Dr. Narges Bani Asadi says cancer is a genetic disease, and she is using technology to fight it.
Asadi is the founder and CEO of Bina, a healthcare startup working to make ‘personalized medicine’ a reality. Bina applies big data analytics to genomics, making it possible to sequence the human genome in a matter of hours rather than days or weeks.
Today, Bina launched its commercial product. The platform provides physicians, clinicians, and researchers with a detailed picture of a patient’s health. From there, they can make data-driven diagnoses and prescribe individualized courses of treatment.
“Medicine today is very experimental,” said founder and CEO Narges Bani Asadi in an interview with VentureBeat. “Before, there was a bottle neck to crunch the massive amount of genomic data. At Bina, we have created the fastest, most highly accurate, cost-efficient processing solution available in the market today. The next step is to incorporate this genomic data into medical use. Data-driven, information-based medicine is much more targeted. Personalizing therapies for different diseases means a longer and healthier quality of life for all humans.”
There are thousands of genetic disorders. In 2013, over 580,000 Americans are expected to die of cancer. One in 20 babies born in the U.S. is admitted into the neonatal intensive care unit, and 20 percent of infant deaths result from congenital or chromosomal defects. Technology can be used to curb these terrifying trends.
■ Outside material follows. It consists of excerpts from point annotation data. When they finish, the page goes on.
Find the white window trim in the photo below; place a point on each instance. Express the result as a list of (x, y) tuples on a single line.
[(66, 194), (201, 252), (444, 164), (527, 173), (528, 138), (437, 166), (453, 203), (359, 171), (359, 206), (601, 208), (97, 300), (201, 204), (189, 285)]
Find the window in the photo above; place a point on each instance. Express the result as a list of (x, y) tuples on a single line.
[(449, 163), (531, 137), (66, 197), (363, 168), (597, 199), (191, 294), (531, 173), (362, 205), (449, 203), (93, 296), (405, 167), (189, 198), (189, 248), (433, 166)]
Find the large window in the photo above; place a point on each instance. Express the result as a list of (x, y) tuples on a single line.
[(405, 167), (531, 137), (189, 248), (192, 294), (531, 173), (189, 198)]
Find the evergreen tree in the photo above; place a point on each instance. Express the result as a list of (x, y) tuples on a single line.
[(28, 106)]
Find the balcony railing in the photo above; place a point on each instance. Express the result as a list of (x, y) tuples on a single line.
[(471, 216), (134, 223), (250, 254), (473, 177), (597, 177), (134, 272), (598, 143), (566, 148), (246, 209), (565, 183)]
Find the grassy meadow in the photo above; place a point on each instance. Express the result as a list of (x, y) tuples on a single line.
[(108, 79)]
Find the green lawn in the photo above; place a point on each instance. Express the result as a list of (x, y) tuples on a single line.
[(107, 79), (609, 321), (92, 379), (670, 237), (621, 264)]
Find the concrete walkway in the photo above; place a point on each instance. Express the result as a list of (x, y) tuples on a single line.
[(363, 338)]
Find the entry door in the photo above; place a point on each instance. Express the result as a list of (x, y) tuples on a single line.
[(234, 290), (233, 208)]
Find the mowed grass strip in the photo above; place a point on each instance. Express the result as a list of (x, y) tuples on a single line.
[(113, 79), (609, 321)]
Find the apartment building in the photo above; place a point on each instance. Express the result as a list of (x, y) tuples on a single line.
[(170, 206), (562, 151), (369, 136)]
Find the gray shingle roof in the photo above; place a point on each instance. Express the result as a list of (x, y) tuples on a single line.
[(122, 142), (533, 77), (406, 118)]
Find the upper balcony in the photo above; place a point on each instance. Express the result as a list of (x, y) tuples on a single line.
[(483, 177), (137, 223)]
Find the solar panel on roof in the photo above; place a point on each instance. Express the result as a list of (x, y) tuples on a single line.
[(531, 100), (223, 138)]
Bina’s role is to bridge the gap between DNA sequencing technology and the diagnosticians and clinicians who can apply it to their practice.
“The study of genomics has largely been a research activity done in medical schools and universities,” said Mark Sutherland, Bina’s senior vice president of business development. “They could only look at a few samples at a time because it was too expensive or complicated to do it at scale. There is a tidal wave of data that has not been manageable or in a format physicians can understand. Now we are seeing an inflection point. Sequencing is a powerful way of looking across a broad spectrum to provide insight into the cause of certain diseases and conduct risk assessments, early detection, or predict the possibility of recurrence. It can also be used to find applicable therapies and customize treatments.”
Asadi said her team had to achieve innovations in every step of genetic processing in order to create a scaleable, marketable, effective solution. Bina’s platform includes a hardware box to collect DNA, advanced software to process the data, and applications to turn the data into actionable form. Whereas before a full genetic analysis took weeks or months and could cost thousands of dollars, Bina turns it around within hours for around $200 a sample.
The technology emerged out of Asadi’s PhD work at Stanford. She collaborated with professors from around the world to apply high performance computing and computer architecture to gain a new understanding of human health and disease. Bina was founded in 2011 by three professors from the University of California at Berkeley and Stanford. It is backed by venture funding, and pilot customers include the Stanford Genetics Department and Palo Alto Veteran Affairs Hospital.
Startups don’t often set out to cure cancer or prevent infant mortality. However, as technology continues to evolve and along with it, the healthcare industry, a medical system where diagnoses and treatments are based on hard data, where each and every individual is treated as such, could be on the horizon.